J’ai parcouru ton texte  » Sur la politique du capital » et je le trouve pertinent, mais un peu trop économiciste à mon goût.
Je suis d’accord sur le fait de considérer la question de la puissance comme centrale ou même fondamentale.
Je suis d’accord avec toi quand tu écris ceci:

« Une autre différence essentielle, c’est qu’aujourd’hui ce n’est plus la guerre militaire qui est l’arme première de la puissance. Le contrôle de la recherche-développement (R et D), de l’info, de « l’accès » est plus importante que la conquête elle-même car il ne s’agit plus d’un événement extraordinaire qui s’impose à un moment historique donné et qui rebat les cartes, mais d’un cours quotidien de la capitalisation. Celui ou ceux qui ont la maîtrise de tout cela aimantent la richesse sans avoir forcément à la produire.(…) Que la puissance ne se joue plus au niveau du surproduit invalide aussi les distinction entre productif et non productif. Dans la société capitalisée, tout est productif pour le capital… ».

Mais tu sors du cadre économique sans en sortir vraiment, car si la dynamique du capital n’a pas de moteur à proprement parler économique, et s’il n’est pas question de résoudre le problème par la psychologie (la volonté de puissance), alors de quelle nature est ce moteur ?

Tu as l’air de considérer, à mon sens avec raison, que c’est la domination cognitivo-technologique qui s’exerce de la part des puissants et qui fonde en priorité leur puissance, tu compares cette situation (qui donne libre cours à leur pouvoir de captation) à celle des villes-mondes, mais tu t’arrêtes à mi-chemin car tu n’établis pas que le fondement de cette dynamique, c’est le développement illimité de la rationalité, et d’un certain type de rationalité qui vise la planification du temps et, en fait, la négation de l’intensivité (flux temporel) au profit de l’extensivité (flux d’échange, énergie, fluidimse, etc).

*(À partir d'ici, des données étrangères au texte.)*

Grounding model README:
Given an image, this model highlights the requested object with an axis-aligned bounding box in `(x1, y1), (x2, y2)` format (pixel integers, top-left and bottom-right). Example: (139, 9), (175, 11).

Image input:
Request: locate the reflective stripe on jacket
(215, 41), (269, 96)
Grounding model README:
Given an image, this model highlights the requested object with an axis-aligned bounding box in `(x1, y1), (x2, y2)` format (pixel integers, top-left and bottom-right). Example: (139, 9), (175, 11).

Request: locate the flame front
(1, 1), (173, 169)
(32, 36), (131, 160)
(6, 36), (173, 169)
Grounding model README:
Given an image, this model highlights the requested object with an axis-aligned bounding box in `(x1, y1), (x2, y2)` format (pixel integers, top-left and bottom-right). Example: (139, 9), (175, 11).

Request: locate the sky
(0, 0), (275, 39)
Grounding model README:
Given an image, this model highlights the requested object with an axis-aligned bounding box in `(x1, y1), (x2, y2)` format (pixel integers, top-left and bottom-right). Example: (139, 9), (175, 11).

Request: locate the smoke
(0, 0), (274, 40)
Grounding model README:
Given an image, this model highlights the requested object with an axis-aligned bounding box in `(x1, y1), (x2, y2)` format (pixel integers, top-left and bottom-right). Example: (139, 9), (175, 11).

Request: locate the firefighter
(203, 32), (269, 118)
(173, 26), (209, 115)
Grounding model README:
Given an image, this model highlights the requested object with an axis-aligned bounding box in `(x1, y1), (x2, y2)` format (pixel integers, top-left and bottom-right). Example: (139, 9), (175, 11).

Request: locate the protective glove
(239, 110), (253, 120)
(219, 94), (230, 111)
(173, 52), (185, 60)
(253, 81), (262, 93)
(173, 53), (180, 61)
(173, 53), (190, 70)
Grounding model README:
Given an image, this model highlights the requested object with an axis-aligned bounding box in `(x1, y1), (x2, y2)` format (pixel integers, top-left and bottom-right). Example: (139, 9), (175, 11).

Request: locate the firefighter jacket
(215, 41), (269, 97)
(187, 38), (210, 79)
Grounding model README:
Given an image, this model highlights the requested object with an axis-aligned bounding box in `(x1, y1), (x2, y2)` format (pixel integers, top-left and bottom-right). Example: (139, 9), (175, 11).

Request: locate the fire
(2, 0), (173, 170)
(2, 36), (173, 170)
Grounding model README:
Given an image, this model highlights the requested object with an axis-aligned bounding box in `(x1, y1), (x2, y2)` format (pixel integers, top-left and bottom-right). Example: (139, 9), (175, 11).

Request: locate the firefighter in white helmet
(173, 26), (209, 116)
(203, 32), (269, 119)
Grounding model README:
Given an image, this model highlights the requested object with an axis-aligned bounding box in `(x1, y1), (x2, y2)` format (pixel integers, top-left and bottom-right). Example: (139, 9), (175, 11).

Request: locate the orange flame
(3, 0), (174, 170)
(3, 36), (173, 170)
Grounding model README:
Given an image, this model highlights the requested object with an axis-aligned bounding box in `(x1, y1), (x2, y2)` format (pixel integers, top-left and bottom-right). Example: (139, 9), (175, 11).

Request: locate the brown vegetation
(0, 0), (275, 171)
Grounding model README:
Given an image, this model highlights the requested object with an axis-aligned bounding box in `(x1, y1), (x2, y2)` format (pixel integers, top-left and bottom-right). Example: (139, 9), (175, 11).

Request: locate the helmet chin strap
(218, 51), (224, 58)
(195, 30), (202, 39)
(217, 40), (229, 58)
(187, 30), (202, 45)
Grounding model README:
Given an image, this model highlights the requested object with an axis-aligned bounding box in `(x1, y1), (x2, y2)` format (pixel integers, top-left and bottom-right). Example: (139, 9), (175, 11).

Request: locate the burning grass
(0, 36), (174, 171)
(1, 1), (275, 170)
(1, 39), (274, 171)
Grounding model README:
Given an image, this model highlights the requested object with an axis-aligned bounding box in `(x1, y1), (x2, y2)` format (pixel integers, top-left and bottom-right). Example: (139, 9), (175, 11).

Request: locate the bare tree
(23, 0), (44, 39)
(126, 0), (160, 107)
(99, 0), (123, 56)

Or cette problématique, que j’expose ici très grossièrement, mériterait d’être creusée et nous avions commencé à le faire lors de notre échange sur la rationalité qu’il est peut-être dommage d’avoir interrompu (mais il est vrai que nous avions d’autres chats à fouetter). En tout cas, cela vaudrait peut-être la peine de le poursuivre quand nous aurons le temps.

Bernard P.


Message de Jacques Guigou à Bernard P. et à la liste TC le 28 février

Bernard,

Pour l’essentiel je partage ton commentaire du texte de Jacques sur la politique du capital. Cependant, il y a un point sur lequel je m’interroge ou bien que je comprends mal ; c’est lorsque tu dis que Jacques n’établit pas  » que le fondement de cette dynamique, c’est le développement illimité de la rationalité, et d’un certain type de rationalité qui vise la planification du temps et, en fait, la négation de l’intensivité (flux temporel) au profit de l’extensivité (flux d’échange, énergie, fluidisme, etc). Peux-tu expliciter en quoi le capital comme opérateur de puissance développe une rationalité illimitée qui vise la planification du temps [jusque là OK] et, en fait, [vise] la négation de l’intensité (flux temporels) au profit de l’extensivité… En quoi, comment, où cette intensivité —qui pour moi est un processus majeur de l’effectivité de la capitalisation — serait niée ? Je pense à Capitalisme et schizophrénie de Deleuze et Guattari (Minuit, 1971) qui faisaient une apologie de l’intensité des flux (dont le schizo représentait pour eux le modèle) car ils y voyaient une critique des rigidités institutionnelles avec lesquelles le capital devait composer, ne parvenant pas à les réduire. Bien sûr, ils se faisaient alors, (à leur insu ? pas si sûr !) les idéologues des flux , des réseaux, des rhizomes qui vont être au cœur de la révolution du capital des années 80 et 90. Bref, en quoi, selon toi, intensivité temporelle et extensivité des échanges seraient en contradiction ? Je fais ici l’hypothèse de leur profonde complémentarité.

Jacques G.


Message de Bernard P. à Jacques G. et à la liste TC le 28 février

Bonsoir Jacques,

Rien n’est plus éloigné de ce que je voulais dire que la théorie de D&G du « corps sans organe », qui n’est qu’une version modernisée de l’Être, c’est-à-dire un nouvel avatar du « sujet » essentialisé qui a nourri la littérature philosophique depuis Platon. L’antiorganicisme de D&G est encore profondément dualiste et basé, fidèle en cela aux vieilles théologies rationnelles, sur la haine du corps. Comparons-le avec la vision animiste des Mayas, par exemple, pour lesquels chaque organe ne constitue pas une prison pour l’ « être pur » (le CsO), mais est une individualité dialoguant avec les autres organes, sans hiérarchie entre eux. Voilà qui me paraît plus sensé que cette vision de l’être en tant qu’ « œuf » primordial parcouru de diverses intensités et de flux essentiels.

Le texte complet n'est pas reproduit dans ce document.